You know what you’re getting with Vera – solid, tightly-plotted crime drama with an outstanding central performance from Brenda Blethyn and stories that are informed as much by the northeast landscape than they are from the characters. Series six of the adaptation of Ann Cleeves’ novels is upon us this weekend, and we managed to get hold of an interview with Brenda Blethyn, which is after the jump.
The Killing Times: Vera is now 24 cases in. Can you work out whodunit?
Brenda Blethyn: No I’m not able to tell. The scripts are extremely well written. And like most thrillers I’m kept guessing until the very end. Actually, neither does Vera “guess” who the culprit is. I’m not an actor who goes to the last page first.
TKT: You’re very supportive of author Ann Cleeves. How has your friendship grown over the years?
BB: I attended the book launch of The Moth Catcher, which the third film is adapted from. But we are both extremely busy and don’t see each other much. I love it when Ann visits the set. I went to her house to enjoy a fabulous curry made by Tim, Ann’s husband. It was absolutely delicious.
TKT: When you first started to film Vera back in 2010 did you ever imagine how successful the series would become?
BB: You always hope the project you are working on is going to be successful. I thought the character was very interesting, different, and worthy of a series but of course there is no guarantee. So naturally we were all delighted when the first series was commissioned. And thrilled each .me it has been re-commissioned.
TKT: Vera is screened to over 100 international territories. Have you received feedback from oversees viewers?
BB: Yes it’s always nice to hear from viewers across the world who enjoy Vera. There was a lovely review in the Sydney Morning Herald recently. They love her irascible nature and many admire the fact that she commands a position of authority over men!! And that the episodes are so well written.
TKT: What can viewers expect from this series?
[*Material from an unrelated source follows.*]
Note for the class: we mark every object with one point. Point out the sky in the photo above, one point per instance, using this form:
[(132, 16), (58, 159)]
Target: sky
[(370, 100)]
BB: More high quality drama. I love that ITV maintain the production values of the series. The art department is second to none. The stories in the first two episodes are particularly difficult for Vera to come to terms with. And as viewers have come to expect there are many great Northumberland locations.
TKT: A lot of the case evidence is displayed on iPads. How familiar are you with modern technology?
BB: I do use a Mac, and iPhone. But I don’t use it to it’s full potential. For instance I don’t use a calculator or sat nav. I prefer to use my brain. I’ll look at a map and work out the route. Calculate something with a pencil and paper. Certain mod cons are used in the police force. Speed of access to information is often vital. But Vera is old school. She’ll probably end up with an iPhone at some point. But all the time Aiden has one, she doesn’t need it!”
TKT: The locations and landscapes are always a big part of the series. What areas of the North East were new to you?
BB: One of the locations we visited whilst shooting the fourth film was Redcar. It was very sad because it was at the time of the tragic steelworks closure. Thought provoking to say the least. In the same film we also spent a good deal of time at North Shields fish market.
TKT: What is your favourite scene from the new series?
BB: There is a scene in the first film between Vera and Edwards (Riley Jones). It’s late at night and they’re the only two left in the office. It shows the vulnerabilities and strengths of both characters. And of Aiden who witnesses the scene.